Betty Boop, with her baby face, her button nose, and big eyes, if a very recognizable cartoon character, and you couldn’t mistake her for another character. What you may not know is that she didn’t always look like this. Here’s How Betty Boop Has Changed Over The Years – And The Secret History Of Her Origin.
Grim Natwick and Max Fleischer
Grim Natwick and fellow artist, Max Fleischer created Betty Boop for his Talkartoon cartoon series. She made her debut in 1930, and people loved her. Max was a pioneer in his field, inventing things like the Rotoscope and the “bouncing ball” that is familiar in animated songs. Betty Boop became so popular that she began appearing in Paramount Pictures films.
Betty’s First Appearance
When Betty first appeared, she wasn’t the flapper that we know her as today. Back then, she took the form of a French poodle with a baby voice. She appeared this way for a couple of years until her ears changed to hook earrings, her nose shifted to the button, and she looked more like a girl than a dog.

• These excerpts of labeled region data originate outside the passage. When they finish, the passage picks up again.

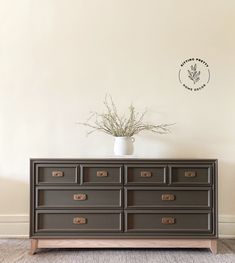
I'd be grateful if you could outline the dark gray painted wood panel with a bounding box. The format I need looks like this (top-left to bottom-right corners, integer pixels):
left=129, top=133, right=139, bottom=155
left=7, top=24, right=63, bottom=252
left=125, top=211, right=212, bottom=235
left=36, top=187, right=122, bottom=209
left=30, top=158, right=218, bottom=238
left=36, top=163, right=79, bottom=184
left=125, top=163, right=167, bottom=185
left=35, top=210, right=122, bottom=233
left=169, top=164, right=212, bottom=186
left=81, top=164, right=123, bottom=185
left=125, top=187, right=212, bottom=209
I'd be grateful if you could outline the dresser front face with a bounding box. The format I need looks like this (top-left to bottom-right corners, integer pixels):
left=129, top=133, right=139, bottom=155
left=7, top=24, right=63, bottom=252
left=30, top=158, right=217, bottom=238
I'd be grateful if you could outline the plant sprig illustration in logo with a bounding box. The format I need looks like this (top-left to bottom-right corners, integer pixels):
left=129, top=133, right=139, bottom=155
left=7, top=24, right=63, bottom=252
left=188, top=63, right=201, bottom=84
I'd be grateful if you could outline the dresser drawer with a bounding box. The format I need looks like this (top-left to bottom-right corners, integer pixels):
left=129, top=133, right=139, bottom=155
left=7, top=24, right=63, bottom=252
left=125, top=211, right=212, bottom=234
left=36, top=164, right=79, bottom=184
left=81, top=164, right=122, bottom=185
left=125, top=164, right=167, bottom=185
left=169, top=164, right=212, bottom=186
left=125, top=187, right=212, bottom=209
left=35, top=210, right=122, bottom=233
left=36, top=187, right=122, bottom=209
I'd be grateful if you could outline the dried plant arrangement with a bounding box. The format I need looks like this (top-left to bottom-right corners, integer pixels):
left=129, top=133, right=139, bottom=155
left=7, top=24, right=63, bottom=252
left=77, top=96, right=173, bottom=137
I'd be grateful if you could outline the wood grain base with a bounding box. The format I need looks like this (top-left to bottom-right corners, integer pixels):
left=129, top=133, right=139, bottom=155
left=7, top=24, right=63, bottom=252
left=29, top=239, right=217, bottom=255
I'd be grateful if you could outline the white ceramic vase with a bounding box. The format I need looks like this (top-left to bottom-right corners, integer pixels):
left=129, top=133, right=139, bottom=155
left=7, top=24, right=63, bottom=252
left=114, top=137, right=135, bottom=155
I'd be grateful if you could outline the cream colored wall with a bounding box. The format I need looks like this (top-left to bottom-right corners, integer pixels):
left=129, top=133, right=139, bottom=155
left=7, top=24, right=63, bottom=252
left=0, top=0, right=235, bottom=238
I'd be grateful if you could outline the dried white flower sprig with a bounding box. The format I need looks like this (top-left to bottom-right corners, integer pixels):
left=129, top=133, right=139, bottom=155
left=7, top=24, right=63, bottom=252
left=77, top=96, right=173, bottom=137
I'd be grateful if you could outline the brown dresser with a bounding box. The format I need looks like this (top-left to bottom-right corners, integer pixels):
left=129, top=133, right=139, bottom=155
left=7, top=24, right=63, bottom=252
left=30, top=158, right=217, bottom=254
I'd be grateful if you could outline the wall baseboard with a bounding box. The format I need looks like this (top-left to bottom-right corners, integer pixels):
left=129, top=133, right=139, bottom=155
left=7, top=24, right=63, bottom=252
left=0, top=214, right=29, bottom=238
left=0, top=214, right=235, bottom=238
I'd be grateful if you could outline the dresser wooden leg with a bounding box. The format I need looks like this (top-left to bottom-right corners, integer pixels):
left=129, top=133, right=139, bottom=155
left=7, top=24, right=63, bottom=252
left=29, top=239, right=38, bottom=255
left=210, top=240, right=217, bottom=254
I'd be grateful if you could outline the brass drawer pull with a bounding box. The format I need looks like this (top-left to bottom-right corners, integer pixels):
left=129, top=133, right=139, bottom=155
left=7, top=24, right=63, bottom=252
left=73, top=194, right=87, bottom=201
left=140, top=171, right=152, bottom=177
left=162, top=217, right=175, bottom=225
left=162, top=194, right=175, bottom=201
left=51, top=171, right=64, bottom=177
left=73, top=217, right=87, bottom=225
left=96, top=171, right=108, bottom=177
left=184, top=171, right=197, bottom=178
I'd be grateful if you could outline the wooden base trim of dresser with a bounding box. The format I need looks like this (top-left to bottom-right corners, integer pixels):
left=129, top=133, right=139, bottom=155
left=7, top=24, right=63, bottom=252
left=29, top=239, right=217, bottom=255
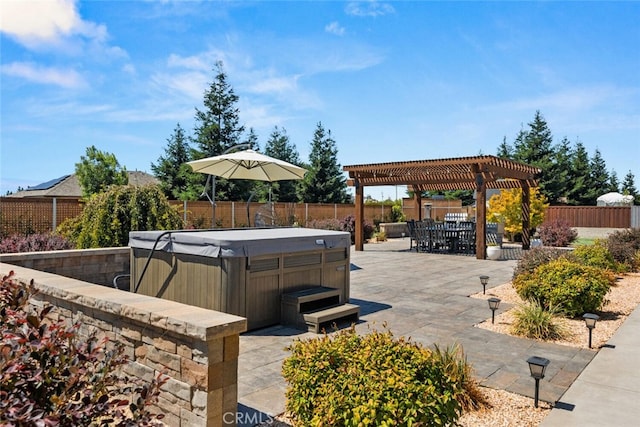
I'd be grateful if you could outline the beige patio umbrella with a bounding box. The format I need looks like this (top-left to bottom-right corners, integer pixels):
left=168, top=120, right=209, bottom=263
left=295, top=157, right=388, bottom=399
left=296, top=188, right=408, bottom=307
left=187, top=150, right=307, bottom=182
left=187, top=150, right=307, bottom=227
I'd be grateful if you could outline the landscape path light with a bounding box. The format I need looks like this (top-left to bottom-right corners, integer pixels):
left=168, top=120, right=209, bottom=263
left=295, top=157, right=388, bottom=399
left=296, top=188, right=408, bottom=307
left=582, top=313, right=600, bottom=348
left=527, top=356, right=549, bottom=408
left=480, top=276, right=489, bottom=295
left=487, top=297, right=500, bottom=324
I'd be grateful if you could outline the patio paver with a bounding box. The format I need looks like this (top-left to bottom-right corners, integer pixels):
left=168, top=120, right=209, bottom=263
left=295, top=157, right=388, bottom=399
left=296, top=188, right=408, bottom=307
left=238, top=237, right=596, bottom=422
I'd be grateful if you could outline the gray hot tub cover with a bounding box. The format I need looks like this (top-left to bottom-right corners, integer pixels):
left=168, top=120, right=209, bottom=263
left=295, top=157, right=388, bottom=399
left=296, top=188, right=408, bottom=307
left=129, top=227, right=351, bottom=258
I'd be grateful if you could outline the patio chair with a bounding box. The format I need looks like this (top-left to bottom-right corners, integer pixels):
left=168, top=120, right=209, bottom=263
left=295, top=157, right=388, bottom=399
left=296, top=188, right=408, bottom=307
left=431, top=222, right=449, bottom=251
left=415, top=221, right=431, bottom=252
left=407, top=219, right=419, bottom=252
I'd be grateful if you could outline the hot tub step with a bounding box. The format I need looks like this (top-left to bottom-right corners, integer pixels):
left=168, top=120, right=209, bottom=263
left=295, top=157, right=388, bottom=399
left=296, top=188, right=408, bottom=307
left=303, top=304, right=360, bottom=334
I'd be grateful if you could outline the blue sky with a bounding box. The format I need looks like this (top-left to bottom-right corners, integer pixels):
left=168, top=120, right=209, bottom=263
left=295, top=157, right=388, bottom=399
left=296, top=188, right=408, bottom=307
left=0, top=0, right=640, bottom=199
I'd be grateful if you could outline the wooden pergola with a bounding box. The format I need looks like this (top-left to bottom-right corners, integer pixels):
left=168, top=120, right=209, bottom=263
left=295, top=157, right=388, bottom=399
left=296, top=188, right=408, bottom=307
left=343, top=156, right=542, bottom=259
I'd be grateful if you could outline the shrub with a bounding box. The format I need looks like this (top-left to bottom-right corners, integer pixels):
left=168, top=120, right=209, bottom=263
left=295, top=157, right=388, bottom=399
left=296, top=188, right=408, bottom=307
left=0, top=273, right=166, bottom=426
left=0, top=233, right=73, bottom=254
left=513, top=258, right=615, bottom=317
left=58, top=185, right=183, bottom=249
left=567, top=240, right=620, bottom=271
left=513, top=248, right=565, bottom=279
left=606, top=228, right=640, bottom=271
left=538, top=218, right=578, bottom=248
left=307, top=218, right=342, bottom=231
left=282, top=327, right=477, bottom=426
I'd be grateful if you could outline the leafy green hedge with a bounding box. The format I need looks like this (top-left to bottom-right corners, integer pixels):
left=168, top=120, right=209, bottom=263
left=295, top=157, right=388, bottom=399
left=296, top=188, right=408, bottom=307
left=58, top=185, right=183, bottom=249
left=283, top=327, right=479, bottom=426
left=513, top=258, right=615, bottom=317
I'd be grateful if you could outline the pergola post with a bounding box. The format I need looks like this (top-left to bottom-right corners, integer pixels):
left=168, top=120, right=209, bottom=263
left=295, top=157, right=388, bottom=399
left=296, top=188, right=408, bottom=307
left=476, top=172, right=487, bottom=259
left=520, top=181, right=531, bottom=249
left=354, top=180, right=364, bottom=251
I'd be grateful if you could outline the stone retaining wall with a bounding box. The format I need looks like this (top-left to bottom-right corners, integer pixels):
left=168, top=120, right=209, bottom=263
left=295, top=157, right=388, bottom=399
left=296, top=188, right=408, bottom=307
left=0, top=247, right=131, bottom=289
left=0, top=264, right=247, bottom=427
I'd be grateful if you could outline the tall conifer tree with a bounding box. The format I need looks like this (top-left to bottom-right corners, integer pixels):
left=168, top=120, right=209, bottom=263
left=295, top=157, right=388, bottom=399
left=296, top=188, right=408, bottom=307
left=301, top=123, right=349, bottom=203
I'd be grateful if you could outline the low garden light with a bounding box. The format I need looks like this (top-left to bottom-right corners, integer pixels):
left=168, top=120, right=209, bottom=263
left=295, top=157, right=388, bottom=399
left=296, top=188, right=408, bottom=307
left=527, top=356, right=549, bottom=408
left=582, top=313, right=600, bottom=348
left=487, top=297, right=500, bottom=324
left=480, top=276, right=489, bottom=295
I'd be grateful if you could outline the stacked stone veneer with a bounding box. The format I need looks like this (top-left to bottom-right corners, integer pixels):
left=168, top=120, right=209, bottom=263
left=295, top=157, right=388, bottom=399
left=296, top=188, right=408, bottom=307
left=0, top=263, right=246, bottom=427
left=0, top=247, right=131, bottom=289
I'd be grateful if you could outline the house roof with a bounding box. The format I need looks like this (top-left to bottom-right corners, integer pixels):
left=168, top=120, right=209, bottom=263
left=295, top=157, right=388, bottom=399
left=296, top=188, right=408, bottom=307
left=343, top=156, right=542, bottom=191
left=8, top=171, right=159, bottom=197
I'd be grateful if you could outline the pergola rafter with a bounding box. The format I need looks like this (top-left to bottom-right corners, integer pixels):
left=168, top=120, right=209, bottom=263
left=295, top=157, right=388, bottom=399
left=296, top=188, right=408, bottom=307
left=343, top=156, right=541, bottom=259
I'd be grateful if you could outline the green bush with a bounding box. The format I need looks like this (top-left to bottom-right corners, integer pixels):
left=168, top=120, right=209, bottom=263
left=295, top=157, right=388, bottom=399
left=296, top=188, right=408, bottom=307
left=513, top=258, right=615, bottom=317
left=567, top=240, right=621, bottom=271
left=513, top=248, right=566, bottom=279
left=282, top=327, right=482, bottom=426
left=58, top=185, right=183, bottom=249
left=607, top=228, right=640, bottom=271
left=511, top=301, right=566, bottom=340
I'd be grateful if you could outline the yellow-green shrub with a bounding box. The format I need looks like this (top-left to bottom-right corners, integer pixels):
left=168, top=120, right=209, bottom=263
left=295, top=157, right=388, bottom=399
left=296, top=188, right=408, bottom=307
left=282, top=327, right=477, bottom=426
left=513, top=258, right=615, bottom=317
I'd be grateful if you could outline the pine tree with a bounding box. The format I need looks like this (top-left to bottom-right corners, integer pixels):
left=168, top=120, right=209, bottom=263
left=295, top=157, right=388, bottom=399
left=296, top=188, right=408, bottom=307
left=264, top=126, right=301, bottom=202
left=568, top=141, right=592, bottom=206
left=193, top=61, right=244, bottom=200
left=300, top=123, right=349, bottom=203
left=609, top=169, right=620, bottom=193
left=585, top=149, right=609, bottom=206
left=513, top=111, right=562, bottom=203
left=151, top=123, right=201, bottom=200
left=622, top=171, right=640, bottom=205
left=553, top=137, right=573, bottom=203
left=496, top=136, right=513, bottom=159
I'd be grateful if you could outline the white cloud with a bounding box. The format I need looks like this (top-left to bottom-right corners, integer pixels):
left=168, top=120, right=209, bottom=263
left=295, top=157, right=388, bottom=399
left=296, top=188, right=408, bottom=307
left=0, top=0, right=107, bottom=49
left=1, top=62, right=87, bottom=89
left=345, top=0, right=396, bottom=17
left=324, top=21, right=344, bottom=36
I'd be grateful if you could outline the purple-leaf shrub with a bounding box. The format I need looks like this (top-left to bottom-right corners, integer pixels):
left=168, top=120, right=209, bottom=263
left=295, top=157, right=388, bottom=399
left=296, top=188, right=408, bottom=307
left=538, top=218, right=578, bottom=248
left=0, top=272, right=167, bottom=426
left=0, top=233, right=73, bottom=254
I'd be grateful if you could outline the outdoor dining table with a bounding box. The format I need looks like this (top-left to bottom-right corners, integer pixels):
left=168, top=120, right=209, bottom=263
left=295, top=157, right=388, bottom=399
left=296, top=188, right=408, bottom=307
left=415, top=222, right=475, bottom=253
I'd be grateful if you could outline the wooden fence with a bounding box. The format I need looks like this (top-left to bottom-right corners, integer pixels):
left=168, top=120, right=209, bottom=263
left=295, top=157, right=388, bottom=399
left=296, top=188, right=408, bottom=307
left=0, top=197, right=640, bottom=237
left=544, top=206, right=632, bottom=228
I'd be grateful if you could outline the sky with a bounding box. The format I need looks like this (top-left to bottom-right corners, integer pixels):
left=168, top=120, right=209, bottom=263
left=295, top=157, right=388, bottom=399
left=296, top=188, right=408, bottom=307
left=0, top=0, right=640, bottom=199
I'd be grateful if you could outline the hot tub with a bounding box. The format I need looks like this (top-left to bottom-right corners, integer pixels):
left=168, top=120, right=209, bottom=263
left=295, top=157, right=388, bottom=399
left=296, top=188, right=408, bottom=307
left=129, top=227, right=351, bottom=329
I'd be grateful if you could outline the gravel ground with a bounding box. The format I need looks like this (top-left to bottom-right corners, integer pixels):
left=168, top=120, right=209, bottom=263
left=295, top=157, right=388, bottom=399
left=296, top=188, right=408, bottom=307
left=264, top=273, right=640, bottom=427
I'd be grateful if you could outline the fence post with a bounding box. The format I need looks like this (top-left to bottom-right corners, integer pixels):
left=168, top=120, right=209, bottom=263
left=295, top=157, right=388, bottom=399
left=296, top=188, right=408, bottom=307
left=51, top=197, right=58, bottom=232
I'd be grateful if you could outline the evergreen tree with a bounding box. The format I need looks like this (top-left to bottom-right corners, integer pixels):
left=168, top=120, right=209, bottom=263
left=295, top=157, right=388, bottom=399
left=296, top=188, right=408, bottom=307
left=553, top=137, right=573, bottom=203
left=568, top=141, right=592, bottom=205
left=264, top=126, right=301, bottom=202
left=193, top=61, right=244, bottom=200
left=76, top=145, right=129, bottom=198
left=609, top=169, right=620, bottom=193
left=496, top=136, right=513, bottom=159
left=300, top=123, right=349, bottom=203
left=513, top=111, right=562, bottom=203
left=622, top=171, right=640, bottom=205
left=151, top=123, right=202, bottom=200
left=225, top=128, right=264, bottom=200
left=586, top=149, right=609, bottom=206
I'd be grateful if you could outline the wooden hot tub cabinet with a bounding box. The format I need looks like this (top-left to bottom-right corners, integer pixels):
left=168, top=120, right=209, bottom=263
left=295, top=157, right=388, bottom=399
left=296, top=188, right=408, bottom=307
left=129, top=228, right=351, bottom=329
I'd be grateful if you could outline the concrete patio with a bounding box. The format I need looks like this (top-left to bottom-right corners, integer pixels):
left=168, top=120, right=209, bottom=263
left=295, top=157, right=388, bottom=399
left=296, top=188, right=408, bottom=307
left=238, top=238, right=596, bottom=425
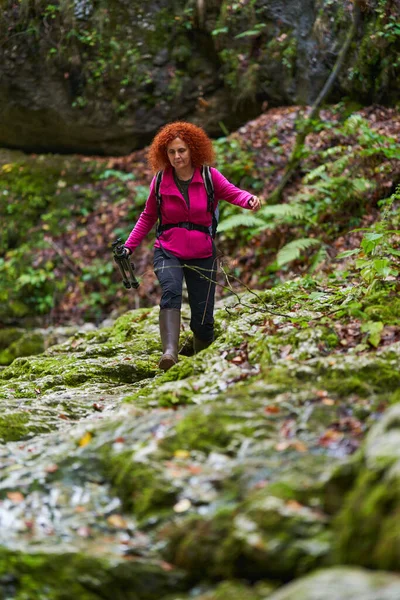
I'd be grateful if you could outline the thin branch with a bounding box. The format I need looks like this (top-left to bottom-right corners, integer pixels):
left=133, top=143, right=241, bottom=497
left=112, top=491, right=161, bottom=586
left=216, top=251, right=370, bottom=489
left=267, top=0, right=361, bottom=204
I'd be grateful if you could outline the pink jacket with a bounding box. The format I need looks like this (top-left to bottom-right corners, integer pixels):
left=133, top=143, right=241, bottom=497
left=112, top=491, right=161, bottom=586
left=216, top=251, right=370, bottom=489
left=125, top=168, right=252, bottom=260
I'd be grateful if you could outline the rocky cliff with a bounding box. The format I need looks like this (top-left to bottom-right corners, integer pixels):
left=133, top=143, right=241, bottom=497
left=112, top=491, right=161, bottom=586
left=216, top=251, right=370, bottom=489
left=0, top=0, right=399, bottom=154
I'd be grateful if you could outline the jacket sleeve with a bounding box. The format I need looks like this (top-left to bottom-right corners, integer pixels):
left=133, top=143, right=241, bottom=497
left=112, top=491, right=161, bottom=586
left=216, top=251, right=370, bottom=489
left=211, top=168, right=253, bottom=208
left=124, top=177, right=158, bottom=252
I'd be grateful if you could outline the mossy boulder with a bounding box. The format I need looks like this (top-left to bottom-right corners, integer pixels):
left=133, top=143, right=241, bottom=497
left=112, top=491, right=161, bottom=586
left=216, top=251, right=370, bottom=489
left=0, top=332, right=45, bottom=365
left=263, top=567, right=400, bottom=600
left=0, top=549, right=184, bottom=600
left=162, top=490, right=332, bottom=580
left=336, top=404, right=400, bottom=570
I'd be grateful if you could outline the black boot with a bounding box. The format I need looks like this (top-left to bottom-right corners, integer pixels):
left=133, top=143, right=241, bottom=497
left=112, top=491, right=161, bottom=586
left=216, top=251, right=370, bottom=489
left=158, top=308, right=181, bottom=371
left=193, top=335, right=214, bottom=354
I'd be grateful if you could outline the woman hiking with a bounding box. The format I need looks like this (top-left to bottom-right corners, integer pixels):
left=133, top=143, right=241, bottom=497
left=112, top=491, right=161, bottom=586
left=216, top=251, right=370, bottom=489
left=124, top=121, right=261, bottom=371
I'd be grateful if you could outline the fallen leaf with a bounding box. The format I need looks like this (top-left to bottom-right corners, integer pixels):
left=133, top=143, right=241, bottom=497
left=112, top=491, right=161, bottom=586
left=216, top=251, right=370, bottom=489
left=264, top=404, right=281, bottom=414
left=174, top=498, right=192, bottom=513
left=231, top=356, right=243, bottom=365
left=7, top=492, right=24, bottom=504
left=174, top=450, right=190, bottom=458
left=78, top=431, right=93, bottom=448
left=45, top=465, right=58, bottom=473
left=107, top=515, right=128, bottom=529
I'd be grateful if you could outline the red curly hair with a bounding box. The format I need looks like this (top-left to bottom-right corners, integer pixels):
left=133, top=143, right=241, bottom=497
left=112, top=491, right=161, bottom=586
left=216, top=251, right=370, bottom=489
left=147, top=121, right=215, bottom=173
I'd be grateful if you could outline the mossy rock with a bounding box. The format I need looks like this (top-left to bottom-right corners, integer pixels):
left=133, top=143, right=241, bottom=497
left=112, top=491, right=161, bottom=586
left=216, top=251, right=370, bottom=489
left=0, top=549, right=184, bottom=600
left=0, top=327, right=24, bottom=351
left=162, top=580, right=276, bottom=600
left=166, top=490, right=332, bottom=580
left=336, top=404, right=400, bottom=571
left=263, top=567, right=400, bottom=600
left=0, top=412, right=49, bottom=443
left=0, top=330, right=45, bottom=365
left=103, top=452, right=178, bottom=519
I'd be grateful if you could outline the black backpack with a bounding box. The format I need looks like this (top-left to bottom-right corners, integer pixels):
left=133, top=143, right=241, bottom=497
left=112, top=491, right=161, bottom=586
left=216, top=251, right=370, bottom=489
left=155, top=165, right=219, bottom=239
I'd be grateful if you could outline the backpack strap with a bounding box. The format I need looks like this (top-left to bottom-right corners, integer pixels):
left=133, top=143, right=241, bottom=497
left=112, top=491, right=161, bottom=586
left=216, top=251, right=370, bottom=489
left=154, top=171, right=163, bottom=237
left=154, top=165, right=219, bottom=238
left=201, top=165, right=219, bottom=238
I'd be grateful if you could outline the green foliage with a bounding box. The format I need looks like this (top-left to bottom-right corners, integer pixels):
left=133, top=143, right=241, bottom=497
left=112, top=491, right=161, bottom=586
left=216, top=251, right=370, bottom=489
left=337, top=186, right=400, bottom=294
left=276, top=238, right=321, bottom=267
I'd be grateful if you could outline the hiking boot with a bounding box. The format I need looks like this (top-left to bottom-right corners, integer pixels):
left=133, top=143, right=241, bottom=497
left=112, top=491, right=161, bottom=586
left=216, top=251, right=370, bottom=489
left=193, top=335, right=214, bottom=354
left=158, top=308, right=181, bottom=371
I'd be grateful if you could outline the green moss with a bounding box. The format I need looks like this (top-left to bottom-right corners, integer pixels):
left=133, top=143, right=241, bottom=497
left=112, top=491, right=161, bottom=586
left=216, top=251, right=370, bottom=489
left=334, top=469, right=400, bottom=571
left=0, top=412, right=49, bottom=443
left=102, top=452, right=177, bottom=518
left=160, top=404, right=254, bottom=453
left=0, top=549, right=184, bottom=600
left=0, top=333, right=45, bottom=365
left=0, top=327, right=24, bottom=352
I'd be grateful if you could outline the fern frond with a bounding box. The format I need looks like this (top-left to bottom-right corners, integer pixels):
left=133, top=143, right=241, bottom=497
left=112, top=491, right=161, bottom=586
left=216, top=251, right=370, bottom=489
left=276, top=238, right=321, bottom=267
left=218, top=213, right=265, bottom=232
left=257, top=202, right=305, bottom=219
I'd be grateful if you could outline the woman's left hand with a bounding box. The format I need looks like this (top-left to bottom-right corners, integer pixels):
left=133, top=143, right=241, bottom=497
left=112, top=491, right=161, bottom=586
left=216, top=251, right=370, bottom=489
left=249, top=196, right=261, bottom=211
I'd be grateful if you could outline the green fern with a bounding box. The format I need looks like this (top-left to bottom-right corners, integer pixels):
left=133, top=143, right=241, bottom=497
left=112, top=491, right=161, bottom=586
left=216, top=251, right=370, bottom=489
left=276, top=238, right=321, bottom=267
left=218, top=213, right=265, bottom=232
left=257, top=202, right=305, bottom=219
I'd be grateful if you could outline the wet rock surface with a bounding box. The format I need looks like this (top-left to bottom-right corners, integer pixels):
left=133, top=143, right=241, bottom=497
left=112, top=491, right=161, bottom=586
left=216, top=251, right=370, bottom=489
left=0, top=292, right=400, bottom=600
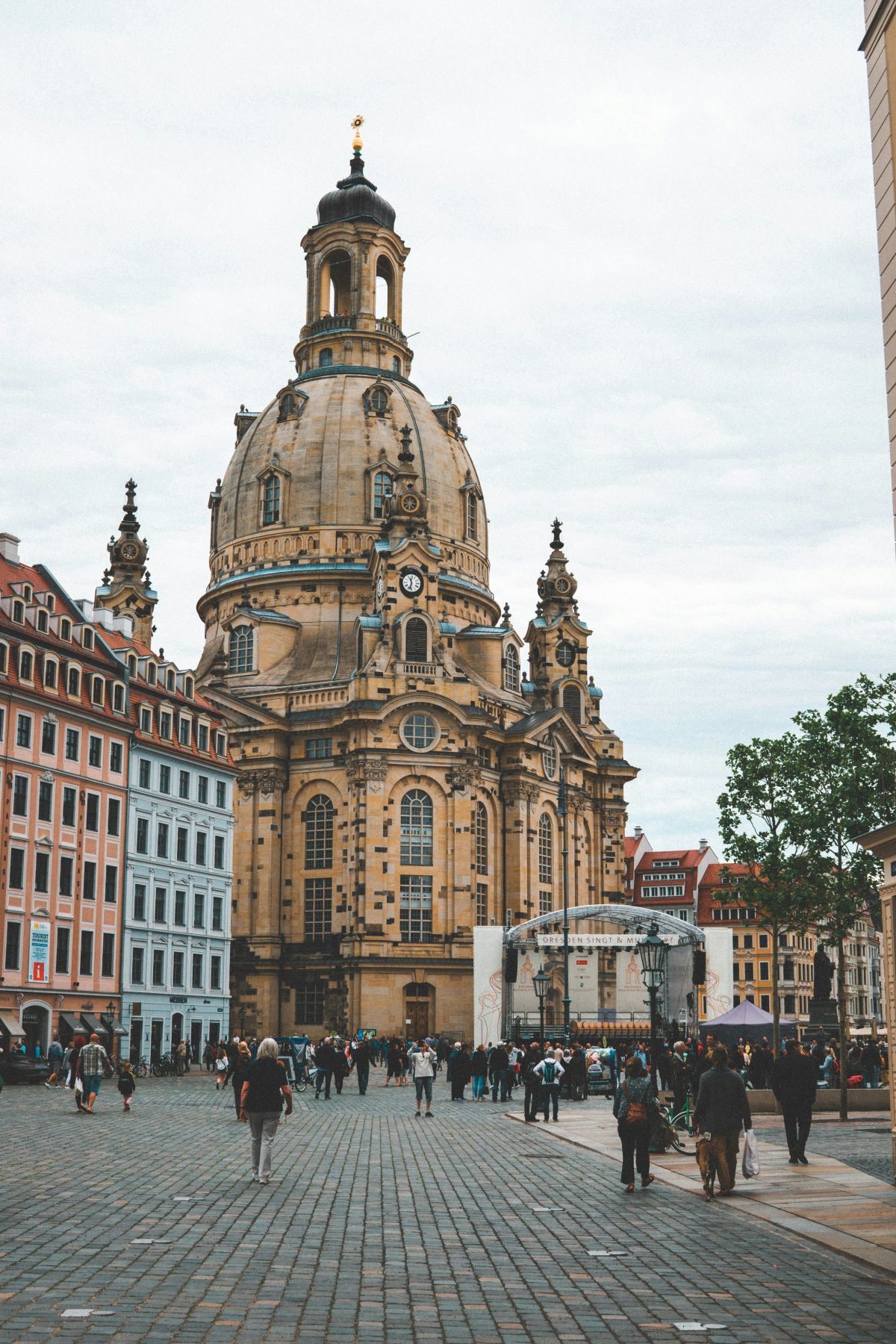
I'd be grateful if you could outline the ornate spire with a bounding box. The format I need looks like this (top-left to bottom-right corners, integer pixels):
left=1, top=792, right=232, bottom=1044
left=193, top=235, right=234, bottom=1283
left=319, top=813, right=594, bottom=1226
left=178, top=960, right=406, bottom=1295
left=352, top=116, right=364, bottom=158
left=94, top=479, right=158, bottom=645
left=538, top=517, right=579, bottom=621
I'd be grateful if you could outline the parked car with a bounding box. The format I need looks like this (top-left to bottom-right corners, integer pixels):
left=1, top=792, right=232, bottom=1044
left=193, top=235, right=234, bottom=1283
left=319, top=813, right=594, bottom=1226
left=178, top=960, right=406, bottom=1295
left=0, top=1055, right=50, bottom=1083
left=588, top=1057, right=612, bottom=1097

Betty was inspired by Helen Kane, a fading star who made her name as The Boop-Oop-A-Doop Girl. Helen saw herself in Betty Boop, so she filed a lawsuit against Max and Paramount, claiming that they infringed her copyright. The only problem was that Helen’s appearance wasn’t all that unique. She resembled a movie star named Clara Bow. It also turned out that Helen wasn’t the originator of the “baby” style of performing. Ester Jones takes the title for this one. She was a big hit at the Cotton Club in Harlem, New York City. She was a performer of the “scat” style and invented the boop-oop-a-doop style that Helen and Betty Boop were known for. It was confirmed that Max based poodle Boop loosely on Helen, but Betty Boop actually came from Esther Jones.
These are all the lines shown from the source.